The only other significant differential in the parties’ DCF analysis was the perpetuity growth rate.  The court agreed with the respondent’s expert’s (Cornell’s) use of a perpetuity growth rate at 3.35%, which represented the midpoint of inflation and GDP growth. The petitioners’ expert (Jarrell) used a perpetuity growth rate of 4.5%, which represented expected GDP growth.  To the extent that Jarrell’s justification for his use of GDP growth was based on Clearwire’s expected performance under the Full Build Projections, the court rejected that rationale, having rejected the notion that the Full Build Projections reflected the realistic future performance of Clearwater for the projection period.  Indeed, the court found Cornell’s choice of the midpoint between inflation and GDP to be more realistic — if anything, more generous for Clearwire — given the likelihood that Clearwire would require ongoing financing from Sprint in order to remain solvent under the Single Customer Case.
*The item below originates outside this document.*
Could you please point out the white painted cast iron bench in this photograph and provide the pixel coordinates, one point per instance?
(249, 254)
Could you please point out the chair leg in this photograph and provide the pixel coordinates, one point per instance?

The court proceeded to discuss minor differences in some of the components of the discount rate, as well as the parties’ dispute over the value that should be added to the DCF based on Clearwire’s unused spectrum.  Once again, the court generally rejected Jarrell’s assumptions in these areas, although none of these issues had a significant impact on the valuation analysis.

IV. Conclusion

Based on these factors, the court adapted Cornell’s DCF valuation in its entirety, and awarded the petitioners fair value at $2.13 per share, the value that Cornell had arrived at.  In so holding, the court repeatedly cited the recent PetSmart decision to underscore the principle that Delaware Chancery prefers that the projections used in a DCF be derived from contemporaneous management projections that are prepared in the ordinary course of business.  Such projections are generally deemed more reliable as they are prepared by management — who has the best first-hand knowledge of the company’s operations — and they are generally not influenced by transactional dynamics or tainted by hindsight-driven litigation considerations.  But unlike PetSmart, here the court did not peg fair value at merger price given that a case could be made that the previously agreed-to price of $2.97 itself reflected fair value, and that the $5 price that followed the bidding war with DISH was loaded with synergies and was not predicated on valuation fundamentals that were materially different from those used to support the initial $2.97 price.